I would suggest avoiding "~" (tilde), it can in certain circumstances, cause Excel to crash.

----------


## LMS_Tech

> =trim(right(substitute(a1,"\",rept(" ",99)),99))



OMG, I just registered on this site to comment about this formula.  

This is just absolutely brilliant!  :Smilie:  Just brilliant.  :Cool: 

Dumb me, I would have gone blithely down the road illustrated by the following thinking.

These are for illustration purposes only, they are not formulas I've written nor tested for this project.
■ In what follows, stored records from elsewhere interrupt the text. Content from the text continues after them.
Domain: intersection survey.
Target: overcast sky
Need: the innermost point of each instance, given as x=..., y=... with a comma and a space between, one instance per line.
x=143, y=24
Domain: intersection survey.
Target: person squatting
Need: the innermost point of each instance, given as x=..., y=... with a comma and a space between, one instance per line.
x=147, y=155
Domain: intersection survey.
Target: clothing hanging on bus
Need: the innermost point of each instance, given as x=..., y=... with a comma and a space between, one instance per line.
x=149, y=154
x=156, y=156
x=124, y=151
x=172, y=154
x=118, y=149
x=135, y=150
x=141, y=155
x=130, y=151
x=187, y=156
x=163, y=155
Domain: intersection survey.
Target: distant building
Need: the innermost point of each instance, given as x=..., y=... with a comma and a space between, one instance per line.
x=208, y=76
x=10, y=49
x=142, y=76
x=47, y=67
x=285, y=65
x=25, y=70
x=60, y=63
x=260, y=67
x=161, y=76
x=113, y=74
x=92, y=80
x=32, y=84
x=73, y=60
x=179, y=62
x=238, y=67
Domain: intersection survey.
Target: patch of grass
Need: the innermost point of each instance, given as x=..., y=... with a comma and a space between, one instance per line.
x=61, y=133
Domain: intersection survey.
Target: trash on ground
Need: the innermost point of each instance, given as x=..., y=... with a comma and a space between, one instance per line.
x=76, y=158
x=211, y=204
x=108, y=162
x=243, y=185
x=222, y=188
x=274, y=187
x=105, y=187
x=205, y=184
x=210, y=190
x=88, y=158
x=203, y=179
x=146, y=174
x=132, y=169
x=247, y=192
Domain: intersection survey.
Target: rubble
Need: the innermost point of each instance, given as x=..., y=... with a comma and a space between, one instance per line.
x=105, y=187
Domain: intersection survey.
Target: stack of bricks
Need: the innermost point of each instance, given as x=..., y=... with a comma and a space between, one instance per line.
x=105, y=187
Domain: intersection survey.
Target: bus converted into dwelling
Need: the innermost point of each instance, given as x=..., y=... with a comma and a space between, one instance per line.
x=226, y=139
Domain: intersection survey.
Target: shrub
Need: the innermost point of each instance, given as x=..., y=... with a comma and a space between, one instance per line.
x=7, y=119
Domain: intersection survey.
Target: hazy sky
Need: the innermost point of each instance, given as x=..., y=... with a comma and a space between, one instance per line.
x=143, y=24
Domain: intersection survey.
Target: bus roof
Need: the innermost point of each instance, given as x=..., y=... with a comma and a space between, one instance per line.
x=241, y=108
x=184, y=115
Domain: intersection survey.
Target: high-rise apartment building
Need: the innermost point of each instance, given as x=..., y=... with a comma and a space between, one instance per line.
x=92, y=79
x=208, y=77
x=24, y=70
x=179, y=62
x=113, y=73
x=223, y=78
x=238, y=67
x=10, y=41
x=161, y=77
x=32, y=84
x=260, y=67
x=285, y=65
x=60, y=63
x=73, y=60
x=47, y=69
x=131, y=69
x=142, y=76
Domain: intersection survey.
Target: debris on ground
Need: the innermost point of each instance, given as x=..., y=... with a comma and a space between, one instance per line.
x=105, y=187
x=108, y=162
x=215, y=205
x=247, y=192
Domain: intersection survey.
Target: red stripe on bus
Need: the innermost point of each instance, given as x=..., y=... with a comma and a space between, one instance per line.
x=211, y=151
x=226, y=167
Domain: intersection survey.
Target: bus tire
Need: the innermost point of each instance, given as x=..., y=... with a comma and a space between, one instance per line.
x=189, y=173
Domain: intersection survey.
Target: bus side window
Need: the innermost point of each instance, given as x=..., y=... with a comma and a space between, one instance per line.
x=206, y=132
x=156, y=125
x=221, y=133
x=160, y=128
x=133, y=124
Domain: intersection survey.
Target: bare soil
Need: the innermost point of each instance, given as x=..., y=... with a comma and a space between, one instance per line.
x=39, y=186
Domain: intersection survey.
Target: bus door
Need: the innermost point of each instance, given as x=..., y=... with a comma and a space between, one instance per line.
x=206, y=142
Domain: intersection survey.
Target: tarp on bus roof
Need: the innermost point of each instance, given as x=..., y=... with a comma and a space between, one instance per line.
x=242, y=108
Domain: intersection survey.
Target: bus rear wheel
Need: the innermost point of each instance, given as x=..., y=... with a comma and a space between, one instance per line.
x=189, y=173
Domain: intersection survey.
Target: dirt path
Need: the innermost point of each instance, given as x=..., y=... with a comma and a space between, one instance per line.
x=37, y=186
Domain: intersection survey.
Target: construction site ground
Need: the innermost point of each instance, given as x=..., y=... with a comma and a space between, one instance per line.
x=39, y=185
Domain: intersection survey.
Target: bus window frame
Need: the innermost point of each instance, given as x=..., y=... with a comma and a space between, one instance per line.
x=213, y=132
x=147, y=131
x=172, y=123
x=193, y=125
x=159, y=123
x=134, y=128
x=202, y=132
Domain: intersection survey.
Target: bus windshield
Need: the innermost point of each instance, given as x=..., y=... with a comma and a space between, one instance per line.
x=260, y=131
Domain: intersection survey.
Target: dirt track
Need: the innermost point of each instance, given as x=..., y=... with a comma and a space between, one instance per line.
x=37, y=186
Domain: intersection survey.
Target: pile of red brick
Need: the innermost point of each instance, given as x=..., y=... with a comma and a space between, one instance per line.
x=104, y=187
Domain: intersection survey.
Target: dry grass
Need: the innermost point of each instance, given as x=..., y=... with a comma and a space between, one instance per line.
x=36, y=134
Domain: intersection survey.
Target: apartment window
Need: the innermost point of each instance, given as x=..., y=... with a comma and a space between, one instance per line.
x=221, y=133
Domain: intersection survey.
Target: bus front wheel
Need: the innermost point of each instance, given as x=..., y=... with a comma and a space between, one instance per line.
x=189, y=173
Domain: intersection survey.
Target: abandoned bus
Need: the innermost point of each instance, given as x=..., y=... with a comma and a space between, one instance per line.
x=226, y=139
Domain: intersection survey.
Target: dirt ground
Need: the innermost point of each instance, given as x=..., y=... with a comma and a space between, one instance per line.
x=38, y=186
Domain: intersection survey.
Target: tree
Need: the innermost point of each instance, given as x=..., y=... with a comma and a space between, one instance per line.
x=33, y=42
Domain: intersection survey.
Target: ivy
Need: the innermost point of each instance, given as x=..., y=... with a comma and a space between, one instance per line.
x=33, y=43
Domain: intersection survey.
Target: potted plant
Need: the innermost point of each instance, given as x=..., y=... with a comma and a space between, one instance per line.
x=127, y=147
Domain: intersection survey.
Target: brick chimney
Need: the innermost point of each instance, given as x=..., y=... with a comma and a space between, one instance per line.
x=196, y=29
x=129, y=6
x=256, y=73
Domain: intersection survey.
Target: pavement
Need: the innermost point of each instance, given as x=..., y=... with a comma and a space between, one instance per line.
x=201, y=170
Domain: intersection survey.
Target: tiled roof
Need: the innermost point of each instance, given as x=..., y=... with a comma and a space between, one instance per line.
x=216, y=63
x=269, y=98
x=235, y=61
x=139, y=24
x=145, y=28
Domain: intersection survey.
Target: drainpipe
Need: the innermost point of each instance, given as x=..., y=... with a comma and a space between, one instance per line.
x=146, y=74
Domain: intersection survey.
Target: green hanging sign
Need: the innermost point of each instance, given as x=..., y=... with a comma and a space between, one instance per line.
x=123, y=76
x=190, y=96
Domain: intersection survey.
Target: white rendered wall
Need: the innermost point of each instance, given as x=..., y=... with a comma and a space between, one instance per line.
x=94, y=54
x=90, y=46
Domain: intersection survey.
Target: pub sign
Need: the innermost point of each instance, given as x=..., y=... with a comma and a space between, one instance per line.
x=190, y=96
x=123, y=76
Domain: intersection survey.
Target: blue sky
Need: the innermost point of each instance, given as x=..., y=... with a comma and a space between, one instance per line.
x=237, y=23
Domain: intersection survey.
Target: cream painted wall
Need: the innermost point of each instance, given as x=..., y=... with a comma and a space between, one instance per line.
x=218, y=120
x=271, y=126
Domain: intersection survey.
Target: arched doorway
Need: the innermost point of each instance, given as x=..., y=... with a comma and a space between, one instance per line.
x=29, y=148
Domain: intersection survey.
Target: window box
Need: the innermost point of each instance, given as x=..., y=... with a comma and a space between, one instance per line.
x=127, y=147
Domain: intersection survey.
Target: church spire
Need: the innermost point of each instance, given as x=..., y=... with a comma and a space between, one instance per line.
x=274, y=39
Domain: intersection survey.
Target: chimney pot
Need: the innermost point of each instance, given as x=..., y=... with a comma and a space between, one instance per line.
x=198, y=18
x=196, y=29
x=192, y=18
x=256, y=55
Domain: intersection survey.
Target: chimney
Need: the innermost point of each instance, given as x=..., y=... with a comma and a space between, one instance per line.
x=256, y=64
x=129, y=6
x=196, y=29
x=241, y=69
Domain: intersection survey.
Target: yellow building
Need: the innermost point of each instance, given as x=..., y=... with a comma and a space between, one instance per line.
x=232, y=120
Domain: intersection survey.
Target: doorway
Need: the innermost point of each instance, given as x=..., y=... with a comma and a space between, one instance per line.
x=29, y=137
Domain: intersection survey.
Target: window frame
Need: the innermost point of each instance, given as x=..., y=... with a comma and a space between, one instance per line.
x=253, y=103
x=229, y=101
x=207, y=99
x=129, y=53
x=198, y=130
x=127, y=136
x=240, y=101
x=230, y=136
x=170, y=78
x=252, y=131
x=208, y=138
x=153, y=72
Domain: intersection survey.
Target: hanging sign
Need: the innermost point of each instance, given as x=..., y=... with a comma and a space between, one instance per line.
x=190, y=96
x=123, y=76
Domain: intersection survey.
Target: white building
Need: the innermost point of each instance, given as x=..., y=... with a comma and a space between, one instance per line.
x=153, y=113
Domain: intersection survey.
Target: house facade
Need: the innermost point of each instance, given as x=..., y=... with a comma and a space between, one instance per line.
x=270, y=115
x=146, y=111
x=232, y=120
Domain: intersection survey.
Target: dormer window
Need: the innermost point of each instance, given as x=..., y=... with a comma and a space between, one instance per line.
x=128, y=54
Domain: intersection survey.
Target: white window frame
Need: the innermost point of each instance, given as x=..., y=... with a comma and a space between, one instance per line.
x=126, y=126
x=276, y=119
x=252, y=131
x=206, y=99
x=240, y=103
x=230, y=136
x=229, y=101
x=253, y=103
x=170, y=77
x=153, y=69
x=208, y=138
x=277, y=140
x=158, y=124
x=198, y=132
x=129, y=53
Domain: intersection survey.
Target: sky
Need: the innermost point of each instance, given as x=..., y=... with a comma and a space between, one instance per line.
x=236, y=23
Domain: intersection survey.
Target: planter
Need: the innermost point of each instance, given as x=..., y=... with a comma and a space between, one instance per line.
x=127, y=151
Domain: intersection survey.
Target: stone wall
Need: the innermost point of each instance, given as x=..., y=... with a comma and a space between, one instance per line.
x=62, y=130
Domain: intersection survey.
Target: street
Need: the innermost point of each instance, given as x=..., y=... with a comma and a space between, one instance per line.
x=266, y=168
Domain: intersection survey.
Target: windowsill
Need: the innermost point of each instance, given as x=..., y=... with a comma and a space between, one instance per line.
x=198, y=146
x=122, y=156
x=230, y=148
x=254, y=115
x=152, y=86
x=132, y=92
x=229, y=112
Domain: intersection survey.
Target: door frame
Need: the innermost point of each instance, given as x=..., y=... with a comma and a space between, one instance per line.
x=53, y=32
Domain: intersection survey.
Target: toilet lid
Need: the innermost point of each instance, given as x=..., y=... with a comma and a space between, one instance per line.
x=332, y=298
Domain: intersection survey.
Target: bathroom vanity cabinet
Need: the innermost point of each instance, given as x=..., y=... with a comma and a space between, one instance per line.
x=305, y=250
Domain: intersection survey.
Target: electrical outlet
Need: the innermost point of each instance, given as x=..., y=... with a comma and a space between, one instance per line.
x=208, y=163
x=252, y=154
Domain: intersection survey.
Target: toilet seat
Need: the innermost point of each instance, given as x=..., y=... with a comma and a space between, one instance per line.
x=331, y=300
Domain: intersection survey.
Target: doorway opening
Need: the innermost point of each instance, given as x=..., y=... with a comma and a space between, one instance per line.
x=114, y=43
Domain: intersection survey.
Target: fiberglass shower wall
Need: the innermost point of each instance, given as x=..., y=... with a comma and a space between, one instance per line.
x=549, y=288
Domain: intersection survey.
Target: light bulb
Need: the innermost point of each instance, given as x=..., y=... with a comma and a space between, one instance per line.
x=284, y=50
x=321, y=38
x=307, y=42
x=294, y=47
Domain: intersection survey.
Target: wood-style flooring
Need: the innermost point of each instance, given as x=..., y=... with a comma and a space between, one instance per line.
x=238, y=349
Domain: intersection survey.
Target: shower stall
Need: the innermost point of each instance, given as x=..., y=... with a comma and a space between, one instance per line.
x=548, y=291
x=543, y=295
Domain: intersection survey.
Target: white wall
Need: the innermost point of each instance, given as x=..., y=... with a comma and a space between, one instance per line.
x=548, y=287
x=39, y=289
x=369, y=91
Only to illustrate the "literal" way (compared to above) that I have always thought about writing excel formulas.





> =RIGHT(A1,LEN(A1)-SEARCH("@",SUBSTITUTE(A1," ","@",LEN(A1)-LEN(SUBSTITUTE(A1," ","")))))







> =MID(MID(MID(SUBSTITUTE(A6," ","^",3),1,256),FIND("^",SUBSTITUTE(A6," ","^",3)),256),2,FIND(" ",MID(MID(SUBSTITUTE(A6," ","^",3),1,256),FIND("^",SUBSTITUTE(A6," ","^",3)),256))-2)







> =SEARCH("^^",SUBSTITUTE(A1,"\","^^",LEN(A1)-LEN(SUBSTITUTE(A1,"\",""))))







> =LOOKUP(2,1/(MID(A1,ROW(INDIRECT("1:"&LEN(A1))),1)="\"),ROW(INDIRECT("1:"&LEN(A1))))

----------